A workspace is a collection of one or more code files provided to learners in a Codecademy exercise or project.

The files in the workspace are where learners write and save code on the Codecademy platform.

Place in Content

Workspaces are associated with an exercise or a project and are stored in S3. They are presented to the learner via the Code Editor component and/or the Browser Component.

Each learner receives their own copy of the workspace when they start an exercise/project. This copy persists between sessions. The initial version of the workspace they receive is the default workspace files, not the initial savepoint.

Tests in checkpoints are typically run on the learners' code in their workspace.

Each workspace has two savepoints associated with it. The initial savepoint and the final savepoint. The initial savepoint represents the desired starting state of code for an exercise. It is presented to the learner when they reset the exercise. The final savepoint represents the solution code of the exercise.

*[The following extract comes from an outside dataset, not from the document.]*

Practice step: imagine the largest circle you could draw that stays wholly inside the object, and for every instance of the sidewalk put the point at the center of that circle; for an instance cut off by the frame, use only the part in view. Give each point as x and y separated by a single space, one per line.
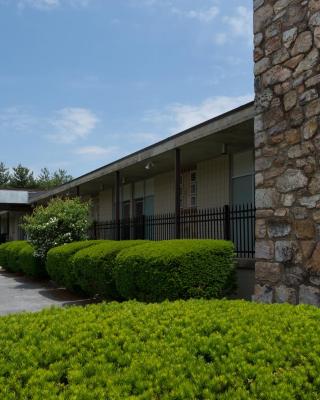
18 293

It replaces the learners code when they click "Get Solution".

A diagram of workspace within an exercise.

Quality Standards

Content/Structure

  • Web content in the workspace should be responsive to appeal to various device sizes, as long as the extra code does not impede the purpose of the workspace.
    • Images and videos should be responsive when presented in the Web Browser
  • Name the workspace using the default format course-title-lesson-title-exercise-title
  • Workspace file names should be descriptive of their purpose, barring language restrictions

Editorial

  • Workspace aligns with the Checkpoints/Instructions, it is not referenced in the Narrative.
  • Workspaces contain no typos or errors.
  • Workspace code should use descriptive variable and function names.

Pedagogy/Learner Experience

  • The code presented should be optimized for learner understanding.
  • Necessary but not relevant code (for example, a dataset or CSS file) should be hidden from the learner.
  • Workspaces may include comments to direct learner attention to a specific area of the code.